AK: Woher sind Gurkerl made in Austria?

Immer mehr Konsumenten wollen wissen, woher die Rohstoffe sind

Wien (OTS) - Ein Produkt sollte kein "Made in Austria"-Zeichen tragen, wenn die Rohstoffe des Lebensmittels nicht aus Österreich kommen, verlangt die AK. Derzeit darf ein Produkt dieses Zeichen tragen, wenn mindestens 50 Prozent der Wertschöpfung bei der Herstellung, Verarbeitung oder Verpackung im Inland erzielt
werden. Daß bei einem "Made in Austria"-Produkt auch österreichische Rohstoffe verarbeitet werden, wird bisher nicht verlangt. Das soll sich ändern, verlangt die AK: Denn die
Erfahrung der Konsumentenschützer zeigt, daß die meisten Kunden glauben, ein "Made in Austria"-Produkt sei aus inländischen Rohstoffen. ****

Konsumenten wünschen sich, daß die Herkunft von Produkten und die bei der Herstellung verwendeten Rohstoffe aus Österreich sind.
Auch eine jüngste Umfrage des GfK-Marktforschungsinstitutes bestätigte diese Ergebnisse. Daher müssen die Güte- und Herkunftszeichen auf einem Produkt auch den Erwartungshaltungen
der Konsumenten gerecht werden, meint die AK. Beim "Made in Austria"-Zeichen ist das nicht gewährleistet. Denn Grundlage
dieses Zeichens ist eine 50prozentige Wertschöpfung in Österreich, die nur bei der Herstellung, Verarbeitung oder Verpackung des so beworbenen Produktes erzielt wird. Für sonstige industrielle Produkte ist das "Made in Austria"-Zeichen durchaus sinnvoll,
hilft es doch dem Konsumenten, die Beteiligung österreichischer Betriebe an der Wertschöpfung bei Produkten zu identifizieren. Da jedoch die Verarbeitung österreichischer Rohstoffe für die Vergabe dieses Zeichens nicht gefordert wird, kann insbesonders im Lebensmittelbereich die Verwendung dieses Zeichens irreführend sein. Denn Konsumenten sehen nicht ein, daß eine aufwendige Verpackung von landwirtschaftlichen Produkten, wie zB bei
Gurkerln, aus einem Produkt mit einem ausländischen Rohstoff eine "Made in Austria"-Ware macht. Dies gilt auch für Wurst oder Speck ebenso wie für Milchprodukte.

Zeichen setzen
Die AK hat eine Stichproben-Erhebung bei rund 2.600 Produkten im Lebensmittelhandel durchgeführt. 866 Waren hatten Herkunftsangaben und -zeichen. Auf 46 Prozent der untersuchten Proukte klebte "Made in Austria". Ein Vergleich zu einer AK Erhebung im Jahr 1996
zeigt, daß die Verwendung des "Made in Austria"-Zeichens langsam abnimmt: 60 Prozent bei 160 Lebensmitteln mit Gütezeichen aus
einer Stichprobe von etwa 1.000 Produkten.

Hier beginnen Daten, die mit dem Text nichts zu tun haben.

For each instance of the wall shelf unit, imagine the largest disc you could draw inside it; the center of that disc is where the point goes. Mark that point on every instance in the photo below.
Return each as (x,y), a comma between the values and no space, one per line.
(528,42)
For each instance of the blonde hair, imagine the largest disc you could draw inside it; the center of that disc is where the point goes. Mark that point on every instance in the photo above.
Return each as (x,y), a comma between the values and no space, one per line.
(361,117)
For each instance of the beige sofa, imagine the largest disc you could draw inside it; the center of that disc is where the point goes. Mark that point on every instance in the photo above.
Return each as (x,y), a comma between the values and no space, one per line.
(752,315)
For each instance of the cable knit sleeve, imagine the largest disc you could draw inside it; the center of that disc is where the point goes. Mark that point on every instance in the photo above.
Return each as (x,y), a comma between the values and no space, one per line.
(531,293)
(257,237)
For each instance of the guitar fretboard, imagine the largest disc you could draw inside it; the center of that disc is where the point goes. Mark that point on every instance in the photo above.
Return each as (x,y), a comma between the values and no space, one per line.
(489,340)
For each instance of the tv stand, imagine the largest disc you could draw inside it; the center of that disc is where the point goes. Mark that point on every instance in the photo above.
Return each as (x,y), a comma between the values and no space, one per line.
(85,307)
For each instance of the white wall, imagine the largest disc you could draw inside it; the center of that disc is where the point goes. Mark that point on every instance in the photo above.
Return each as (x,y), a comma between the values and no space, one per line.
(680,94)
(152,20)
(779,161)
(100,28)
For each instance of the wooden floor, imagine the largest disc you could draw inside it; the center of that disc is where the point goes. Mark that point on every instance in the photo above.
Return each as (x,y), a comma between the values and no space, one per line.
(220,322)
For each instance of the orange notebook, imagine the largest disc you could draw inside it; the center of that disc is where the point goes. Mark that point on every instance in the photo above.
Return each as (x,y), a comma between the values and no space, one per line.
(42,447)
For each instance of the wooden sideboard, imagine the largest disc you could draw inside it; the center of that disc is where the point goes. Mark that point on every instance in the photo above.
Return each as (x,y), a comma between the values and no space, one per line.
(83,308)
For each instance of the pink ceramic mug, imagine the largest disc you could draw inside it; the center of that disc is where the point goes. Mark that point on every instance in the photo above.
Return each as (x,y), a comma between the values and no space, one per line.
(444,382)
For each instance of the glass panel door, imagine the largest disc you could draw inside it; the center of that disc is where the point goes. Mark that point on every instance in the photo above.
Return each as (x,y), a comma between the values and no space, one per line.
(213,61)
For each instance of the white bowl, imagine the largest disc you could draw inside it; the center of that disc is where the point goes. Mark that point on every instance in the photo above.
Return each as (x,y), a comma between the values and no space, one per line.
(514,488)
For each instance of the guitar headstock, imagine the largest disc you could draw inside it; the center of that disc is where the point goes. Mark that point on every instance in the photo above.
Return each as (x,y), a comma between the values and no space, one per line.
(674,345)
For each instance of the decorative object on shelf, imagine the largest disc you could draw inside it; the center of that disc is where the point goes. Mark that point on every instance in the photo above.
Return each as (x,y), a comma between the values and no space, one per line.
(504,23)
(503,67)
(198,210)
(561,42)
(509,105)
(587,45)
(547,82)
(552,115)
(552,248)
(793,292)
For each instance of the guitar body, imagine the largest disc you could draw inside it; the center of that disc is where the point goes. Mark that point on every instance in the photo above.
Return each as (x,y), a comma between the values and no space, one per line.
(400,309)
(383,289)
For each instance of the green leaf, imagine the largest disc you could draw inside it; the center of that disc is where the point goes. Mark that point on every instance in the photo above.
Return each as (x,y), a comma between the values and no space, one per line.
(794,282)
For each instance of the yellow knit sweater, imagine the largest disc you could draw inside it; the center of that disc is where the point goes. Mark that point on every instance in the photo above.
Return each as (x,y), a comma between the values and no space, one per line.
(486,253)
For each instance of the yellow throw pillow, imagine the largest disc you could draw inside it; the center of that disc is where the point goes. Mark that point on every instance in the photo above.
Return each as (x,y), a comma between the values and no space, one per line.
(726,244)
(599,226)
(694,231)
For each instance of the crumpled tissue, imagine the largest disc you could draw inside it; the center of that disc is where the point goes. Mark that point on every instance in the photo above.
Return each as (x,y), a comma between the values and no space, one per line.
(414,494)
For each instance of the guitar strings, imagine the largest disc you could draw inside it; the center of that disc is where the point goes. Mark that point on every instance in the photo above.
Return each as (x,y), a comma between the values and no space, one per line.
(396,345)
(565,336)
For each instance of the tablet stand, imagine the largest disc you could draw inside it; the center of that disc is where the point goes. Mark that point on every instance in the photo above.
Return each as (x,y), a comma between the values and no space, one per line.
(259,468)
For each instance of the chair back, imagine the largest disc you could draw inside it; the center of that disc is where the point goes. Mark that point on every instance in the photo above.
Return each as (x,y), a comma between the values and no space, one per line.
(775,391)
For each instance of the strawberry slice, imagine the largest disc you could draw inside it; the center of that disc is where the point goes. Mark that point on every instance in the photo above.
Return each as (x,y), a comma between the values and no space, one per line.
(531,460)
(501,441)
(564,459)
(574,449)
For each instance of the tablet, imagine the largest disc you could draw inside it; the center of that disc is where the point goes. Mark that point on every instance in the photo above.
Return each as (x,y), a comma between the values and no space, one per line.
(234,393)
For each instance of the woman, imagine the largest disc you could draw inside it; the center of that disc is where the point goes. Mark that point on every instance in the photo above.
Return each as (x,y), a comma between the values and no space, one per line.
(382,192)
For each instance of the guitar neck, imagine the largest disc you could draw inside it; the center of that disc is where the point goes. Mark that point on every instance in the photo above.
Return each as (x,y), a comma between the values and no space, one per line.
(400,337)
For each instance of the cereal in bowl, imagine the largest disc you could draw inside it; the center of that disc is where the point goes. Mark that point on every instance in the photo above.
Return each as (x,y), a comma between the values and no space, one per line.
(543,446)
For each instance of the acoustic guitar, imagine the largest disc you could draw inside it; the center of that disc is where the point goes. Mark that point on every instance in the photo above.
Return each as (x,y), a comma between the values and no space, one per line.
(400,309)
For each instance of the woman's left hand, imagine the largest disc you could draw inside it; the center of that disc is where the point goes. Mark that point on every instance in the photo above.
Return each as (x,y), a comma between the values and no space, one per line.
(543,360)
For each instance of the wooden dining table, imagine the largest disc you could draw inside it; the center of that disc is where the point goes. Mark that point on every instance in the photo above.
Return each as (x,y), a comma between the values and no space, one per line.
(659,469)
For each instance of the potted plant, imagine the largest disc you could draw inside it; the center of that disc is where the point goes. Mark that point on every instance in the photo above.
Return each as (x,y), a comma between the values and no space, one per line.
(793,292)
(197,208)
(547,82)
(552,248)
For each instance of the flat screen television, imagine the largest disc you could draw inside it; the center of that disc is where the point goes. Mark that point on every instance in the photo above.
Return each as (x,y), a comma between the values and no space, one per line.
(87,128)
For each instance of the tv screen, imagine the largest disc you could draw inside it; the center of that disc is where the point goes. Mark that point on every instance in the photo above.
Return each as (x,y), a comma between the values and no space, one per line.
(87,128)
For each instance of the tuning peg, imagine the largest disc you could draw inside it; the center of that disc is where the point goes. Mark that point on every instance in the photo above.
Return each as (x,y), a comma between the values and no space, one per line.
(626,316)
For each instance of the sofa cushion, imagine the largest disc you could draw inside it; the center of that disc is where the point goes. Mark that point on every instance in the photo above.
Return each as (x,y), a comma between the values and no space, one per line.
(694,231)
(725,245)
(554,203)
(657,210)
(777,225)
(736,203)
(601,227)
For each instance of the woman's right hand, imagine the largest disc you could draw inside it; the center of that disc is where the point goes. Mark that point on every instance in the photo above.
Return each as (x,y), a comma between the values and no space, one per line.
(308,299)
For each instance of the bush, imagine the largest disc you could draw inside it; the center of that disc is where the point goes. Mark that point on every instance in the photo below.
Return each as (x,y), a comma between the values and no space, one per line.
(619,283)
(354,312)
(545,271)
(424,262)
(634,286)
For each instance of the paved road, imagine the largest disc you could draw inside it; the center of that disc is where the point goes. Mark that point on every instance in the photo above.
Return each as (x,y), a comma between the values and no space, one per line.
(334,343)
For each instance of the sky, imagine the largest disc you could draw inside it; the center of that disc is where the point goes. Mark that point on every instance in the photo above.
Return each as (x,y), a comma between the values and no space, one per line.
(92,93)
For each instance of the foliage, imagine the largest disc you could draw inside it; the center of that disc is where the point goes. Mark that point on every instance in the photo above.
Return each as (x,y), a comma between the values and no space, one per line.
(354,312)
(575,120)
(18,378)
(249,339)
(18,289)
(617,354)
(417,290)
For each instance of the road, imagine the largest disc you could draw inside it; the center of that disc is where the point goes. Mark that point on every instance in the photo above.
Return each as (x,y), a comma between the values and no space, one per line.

Es gibt Güte- und Herkunftszeichen, die auch die österreichische Herkunft an verwendeten Rohstoffen berücksichtigen und somit die Konsumentenerwartungen besser abdecken. Ist an einem Produkt "AgrarMarkt Austria" oder das "Biozeichen" angebracht, enthält dieses Produkt Anteile an österreichischen Rohstoffen. Die AK
setzt sich dafür ein, daß das "Made in Austria"-Zeichen bei Lebensmittel nicht verwendet wird, bei denen die österreichische Herkunft des Rohstoffes für die Konsumenten ein wichtiges Kaufkriterium ist.